Les historiens, les archéologues, les géomorphologues, les paléoenvironnementalistes, les anthropologues, les géographes œuvrent sur la compréhension des espaces dans lesquels nous nous déplaçons. Ils tissent les fils qui nous relient à nos ancêtres et notre espace quotidien. Ils nous permettent de prendre des décisions claires et argumentées. Ils nous laissent rêver aussi. Ils font également une recherche appliquée, mais sans brevet. Nous travaillons pour la plus importante industrie de la planète, celle qui génère des profits colossaux largement redistribués dans la population, celle qui assure un développement exceptionnel de certaines régions du monde : le tourisme. La vallée du Nil, le Yucatan ou la Bretagne ne seraient pas des destinations de voyage privilégiées, si des milliers de chercheurs n’avaient pas patiemment tissé une série de représentations mentales valorisantes.

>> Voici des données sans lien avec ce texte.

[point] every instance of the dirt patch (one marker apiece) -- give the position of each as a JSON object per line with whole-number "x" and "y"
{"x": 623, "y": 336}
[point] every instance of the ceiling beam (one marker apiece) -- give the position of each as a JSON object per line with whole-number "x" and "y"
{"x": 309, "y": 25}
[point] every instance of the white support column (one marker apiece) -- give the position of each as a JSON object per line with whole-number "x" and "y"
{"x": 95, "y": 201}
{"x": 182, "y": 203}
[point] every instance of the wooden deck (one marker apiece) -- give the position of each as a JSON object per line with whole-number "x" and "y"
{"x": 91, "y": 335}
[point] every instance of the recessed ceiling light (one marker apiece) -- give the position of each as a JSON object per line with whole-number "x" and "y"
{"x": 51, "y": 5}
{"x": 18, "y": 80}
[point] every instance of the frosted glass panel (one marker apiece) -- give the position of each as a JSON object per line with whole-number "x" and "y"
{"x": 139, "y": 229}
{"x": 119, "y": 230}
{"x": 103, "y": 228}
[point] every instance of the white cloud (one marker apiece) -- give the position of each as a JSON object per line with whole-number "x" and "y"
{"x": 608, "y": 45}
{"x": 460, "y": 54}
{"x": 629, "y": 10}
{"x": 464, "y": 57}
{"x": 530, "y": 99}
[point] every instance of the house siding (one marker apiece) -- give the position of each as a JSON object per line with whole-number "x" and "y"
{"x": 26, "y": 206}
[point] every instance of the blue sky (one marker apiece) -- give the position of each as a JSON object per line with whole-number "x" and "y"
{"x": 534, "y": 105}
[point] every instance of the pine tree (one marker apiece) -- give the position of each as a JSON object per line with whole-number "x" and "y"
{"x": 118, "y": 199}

Les bouleversements actuels du monde de la recherche ne sont aucunement liés à une rationalisation dans les organigrammes administratifs, ni dans l’usage des moyens qui nous sont dévolus. D’ailleurs, personne n’a jamais abordé ces questions et personne n’a même jamais imaginé de demander à l’archéologue de base s’il connaissait quelques problèmes pour organiser ses fouilles ou pour monter un programme de recherche… Non vraiment personne. Il est simplement question d’appliquer au monde une vision étriquée et franchement pathétique de la connaissance.

Les atermoiements dans la création d’un institut dédié aux Sciences Humaines et Sociales sont en premier lieu une mesure humiliante, destinée comme d’habitude à attendrir l’adversaire avant de lui proposer une solution misérable dont il saura se satisfaire. L’écartèlement du CNRS et des autres organismes de recherche permettra de fractionner ce corps de chercheur, sans proposer de nouvelle organisation des universités et des enseignements. Il y a une confusion totale entre la compétition scientifique – souvent âpre mais dont nous acceptons les règles – et la compétition économique. Notons que cette compétition totale et floue n’est valorisée par ces décideurs que parce qu’ils tiennent le manche de la pioche depuis leur naissance et par privilège de classe…

Le problème qui se pose à ces hommes politiques n’est pas de rendre la recherche française plus attractive ou plus compétitive. Il est de se débarrasser de gens que l’on perçoit comme archaïques, car ils n’ont pas de place dans l’univers dans lequel ces grands prédateurs évoluent. On perçoit évidemment sans peine l’idéologie mortifère qui règne dans les cénacles ministériels, une idéologie portée par une classe sociale bien particulière. Ne nous laissons submerger par ces images étriquées. Neuilly-sur-Seine ne représentera jamais une France miniature. Il est désormais l’heure d’affirmer notre fierté d’être des chercheurs. Quand en repliant avec enthousiasme son Figaro Magazine, l’homme politique décide de « faire le Mexique » ou de « faire l’Egypte », il devrait peut-être se demander pourquoi.